パーキンソン病当事者は、非運動症状にも悩む
パーキンソン病は運動症状の他に非運動症状もありまして、管理人も悩まされ中です。非運動症状は自律神経から起こるものと、睡眠関係、精神症状などがありますが、全ての症状がパーキンソン病当事者に当てはまるわけではないので、ご注意ください。具体例を出すと下記のようになります。
1.自律神経がうまく働かない場合
- 自律神経の不調からくる便秘と頻尿
- 立ち上がった時に血圧が下がるため、頭がボーっとしたり、めまいやふらつきがある
- 寝ている時は血圧が高くなる
- 体温調節機能がうまくいかない 等
2.感覚障害になる場合
- 臭いがわかりにくくなる
- 首、肩、背中、手足など身体のあちこちで痛みや痺れが起こる 等
3.睡眠に問題が出る場合
- 大声で寝言を言う
- 手足をバタバタさせる
- 寝返りが打てない
- 悪夢をよく見る
- 本人は眠気を感じてないのに突然寝て、数分後に目を覚ます(=突発性睡眠という) 等
4.精神症状
*個人差が大きい症状なので、一概に当てはめてはいけません。
*幻視や幻聴がでたら薬の副作用の可能性もあるので、早急に医師に相談する必要があります。
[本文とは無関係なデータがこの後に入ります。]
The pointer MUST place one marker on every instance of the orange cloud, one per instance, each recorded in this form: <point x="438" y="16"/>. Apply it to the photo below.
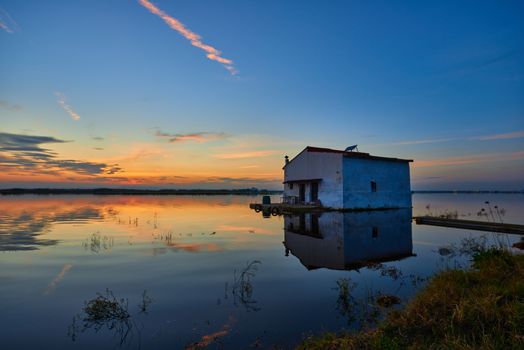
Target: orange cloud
<point x="471" y="159"/>
<point x="241" y="155"/>
<point x="195" y="39"/>
<point x="202" y="136"/>
<point x="61" y="101"/>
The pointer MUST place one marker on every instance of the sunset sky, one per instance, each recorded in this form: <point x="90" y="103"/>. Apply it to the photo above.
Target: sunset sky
<point x="213" y="94"/>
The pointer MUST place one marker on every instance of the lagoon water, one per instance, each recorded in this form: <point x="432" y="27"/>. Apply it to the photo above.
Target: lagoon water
<point x="175" y="272"/>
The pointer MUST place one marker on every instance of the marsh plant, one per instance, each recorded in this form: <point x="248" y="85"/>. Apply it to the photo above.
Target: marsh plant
<point x="108" y="312"/>
<point x="364" y="312"/>
<point x="97" y="243"/>
<point x="492" y="214"/>
<point x="242" y="288"/>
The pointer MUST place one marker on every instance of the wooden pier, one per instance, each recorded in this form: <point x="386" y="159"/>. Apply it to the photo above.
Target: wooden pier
<point x="470" y="224"/>
<point x="282" y="208"/>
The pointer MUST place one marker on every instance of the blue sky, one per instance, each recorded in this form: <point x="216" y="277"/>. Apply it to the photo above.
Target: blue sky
<point x="440" y="82"/>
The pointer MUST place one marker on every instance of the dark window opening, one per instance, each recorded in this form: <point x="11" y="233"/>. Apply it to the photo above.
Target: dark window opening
<point x="314" y="191"/>
<point x="314" y="224"/>
<point x="302" y="193"/>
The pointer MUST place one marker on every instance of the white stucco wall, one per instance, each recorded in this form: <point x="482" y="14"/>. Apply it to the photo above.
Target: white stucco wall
<point x="392" y="179"/>
<point x="316" y="165"/>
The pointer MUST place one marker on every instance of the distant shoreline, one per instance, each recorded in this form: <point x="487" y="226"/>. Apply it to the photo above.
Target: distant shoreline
<point x="193" y="192"/>
<point x="130" y="191"/>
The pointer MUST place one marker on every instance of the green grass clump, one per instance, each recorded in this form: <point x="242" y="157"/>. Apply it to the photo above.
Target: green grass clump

- パーキンソン病は難病だからこれからどうすればいいのかと、不安がちになる
- 悲観的な考え方ばかりしてしまう
- 意欲が低下する
- 現実には存在しない人や虫・動物などが見える(幻視)
- 誰からも話しかけられてないのに人の声が聞こえる(幻聴)等
管理人の非運動症状は?
管理人の場合だと…
- 便秘(2021年2月からある試みをして解消)
- いっぺんに眠れる時間は、3~4時間。
- 就寝して3時間後に途中で起きて、トイレに行く
- 急に血圧が落ちて、顔が青白くなり、気持ち悪くなる
- 就寝中に、爆発から逃げる夢を見て、ベッドから玄関先までダッシュしていた。玄関の鍵を開けようとして、我に返った
- 名詞がパッと出てこない、もしくは思い出すまで時間がかかる
- 悲観的な考え方をすると、泣きやすい 等
過去の病状記録から確認したところ、このような感じです。非運動症状は外から見てもわかりにくいので、第3者の理解を得るのはかなり難しくなります。
パーキンソン病には、誰が見てもわかる症状と、わからない症状がある
パーキンソン病は目に見えて誰もがわかる症状と、第三者の理解を得るのに難しい症状の2つがあります。パーキンソン病当事者は難病で将来が見えない不安感を抱えて日常生活を送っているので、ちょっとしたことで精神的に影響を受けて調子が悪くなったり、次の瞬間には動けるようになったりします。
パーキンソン病当事者はこういった症状に対処するのに精一杯で、故意に作業速度を落としたり、わざと動けなくなっているわけではありません。この記事で、パーキンソン病当事者は上記のような特徴があるのをご理解いただければ、幸いです。